Consider a different approach to libxml_disable_entity_loader(true) in init.php

Bug #1340151 reported by Dan Poltawski
18
This bug affects 3 people
Affects Status Importance Assigned to Milestone
Mahara
Fix Released
High
Aaron Wells
1.10
Fix Released
High
Unassigned
1.9
Won't Fix
High
Unassigned
15.04
Fix Released
High
Unassigned
15.10
Fix Released
High
Unassigned
16.04
Fix Released
High
Unassigned

Bug Description

Unfortunately it seems like using libxml_disable_entity_loader(true) in init.php is unkind to other applications living on the same system.

PHP Bug https://bugs.php.net/bug.php?id=64938 is the heart of the problem - the use of this setting leaks between different threads and by setting it for the duration of every single Mahara request this bug comes into play much more easily.

The other problem is https://bugs.php.net/bug.php?id=62577 which means that simplexml_load_file() will not even load *local* files off disk. For example, this would break in Mahara even though no entities come into play:

$xml = simplexml_load_file(get_config('libroot').'/db/install.xml');

In Moodle we've been warned on one of our issues that users have seen this problem in the wild with Mahara, I didn't find an issue reported to you about it, so i'll copy and paste the report from our tracker here:

"We had experience with this problem on an upgrade to Mahara 1.7, when https://bugs.launchpad.net/mahara/+bug/1047111 was fixed. The approach was the same as is suggested in this ticket. This caused seemingly random failures in Moodle (which is run on the same webserver) whenever there was usage of Mahara. The root cause was not obvious, nor well advertised with the Mahara fix, so it took awhile to finally implement a fix. In the meantime, significant functionality is broken. Unfortunately, there's really no way around this unless you switch from using mod_php."

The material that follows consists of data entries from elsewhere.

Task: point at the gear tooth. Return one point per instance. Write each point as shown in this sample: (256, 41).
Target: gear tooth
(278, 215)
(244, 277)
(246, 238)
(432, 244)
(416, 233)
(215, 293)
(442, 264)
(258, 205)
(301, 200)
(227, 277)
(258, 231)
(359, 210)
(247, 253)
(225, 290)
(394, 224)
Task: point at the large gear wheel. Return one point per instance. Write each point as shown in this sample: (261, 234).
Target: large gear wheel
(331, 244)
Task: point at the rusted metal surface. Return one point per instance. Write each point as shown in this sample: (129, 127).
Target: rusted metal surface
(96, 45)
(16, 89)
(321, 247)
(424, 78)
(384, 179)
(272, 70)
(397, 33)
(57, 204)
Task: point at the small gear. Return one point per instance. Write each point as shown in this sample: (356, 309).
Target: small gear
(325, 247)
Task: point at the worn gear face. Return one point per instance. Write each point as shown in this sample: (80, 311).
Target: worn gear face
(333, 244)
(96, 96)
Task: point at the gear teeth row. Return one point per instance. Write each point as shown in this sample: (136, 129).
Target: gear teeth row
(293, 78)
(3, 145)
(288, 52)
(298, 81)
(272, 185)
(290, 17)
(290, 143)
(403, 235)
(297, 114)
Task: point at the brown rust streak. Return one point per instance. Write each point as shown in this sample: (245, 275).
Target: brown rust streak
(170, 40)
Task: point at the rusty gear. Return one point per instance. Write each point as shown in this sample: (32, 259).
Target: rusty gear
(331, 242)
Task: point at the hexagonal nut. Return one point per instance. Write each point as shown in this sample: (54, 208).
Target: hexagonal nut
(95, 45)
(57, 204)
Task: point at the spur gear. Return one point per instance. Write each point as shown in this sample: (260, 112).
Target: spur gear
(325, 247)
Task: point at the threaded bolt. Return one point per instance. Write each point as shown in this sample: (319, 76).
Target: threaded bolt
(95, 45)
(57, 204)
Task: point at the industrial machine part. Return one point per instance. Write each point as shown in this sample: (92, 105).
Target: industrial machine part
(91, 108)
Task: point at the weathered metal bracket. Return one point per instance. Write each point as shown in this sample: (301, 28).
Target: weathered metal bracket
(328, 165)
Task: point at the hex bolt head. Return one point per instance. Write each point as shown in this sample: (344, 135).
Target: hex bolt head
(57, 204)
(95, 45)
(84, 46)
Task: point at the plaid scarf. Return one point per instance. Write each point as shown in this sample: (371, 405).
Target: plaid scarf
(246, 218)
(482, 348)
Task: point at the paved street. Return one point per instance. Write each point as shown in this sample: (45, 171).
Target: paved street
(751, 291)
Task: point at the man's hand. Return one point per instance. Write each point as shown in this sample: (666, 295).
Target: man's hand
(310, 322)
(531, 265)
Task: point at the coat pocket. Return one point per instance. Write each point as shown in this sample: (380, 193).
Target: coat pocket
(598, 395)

Yesterday whilst debugging some code with Yuliya we realised she also was encountering this horrible combination of bugs affecting her Moodle install so it seems this is not a theoretical problem.

In Moodle we have decided to use the same approach of many other projects and enable/disable the loader around vulnerable code to reduce the chance of this combination of bugs affecting other applications or uses of the the simplexml_load_file:
http://cgit.drupalcode.org/drupal/commit/?id=b912710
https://github.com/symfony/symfony/blob/8ef8a1d289a6ce454b7c79baeddbfb45e4af6191/src/Symfony/Component/Config/Util/XmlUtils.php#L41
http://www.mediawiki.org/wiki/XML_External_Entity_Processing

summary: - Consider a different approach for libxml_disable_entity_loader(true)
+ Consider a different approach to libxml_disable_entity_loader(true) in
+ init.php
Robert Lyon (robertl-9)
Changed in mahara:
milestone: none → 1.10.0
importance: Undecided → High
status: New → Confirmed
Changed in mahara:
assignee: nobody → Aaron Wells (u-aaronw)
Aaron Wells (u-aaronw)
Changed in mahara:
milestone: 1.10.0 → 1.10.1
Revision history for this message
Aaron Wells (u-aaronw) wrote :

We've had multiple reports of Mahara interfering with Joomla sites running on the same server also. I bet this PHP bug is the cause of that as well.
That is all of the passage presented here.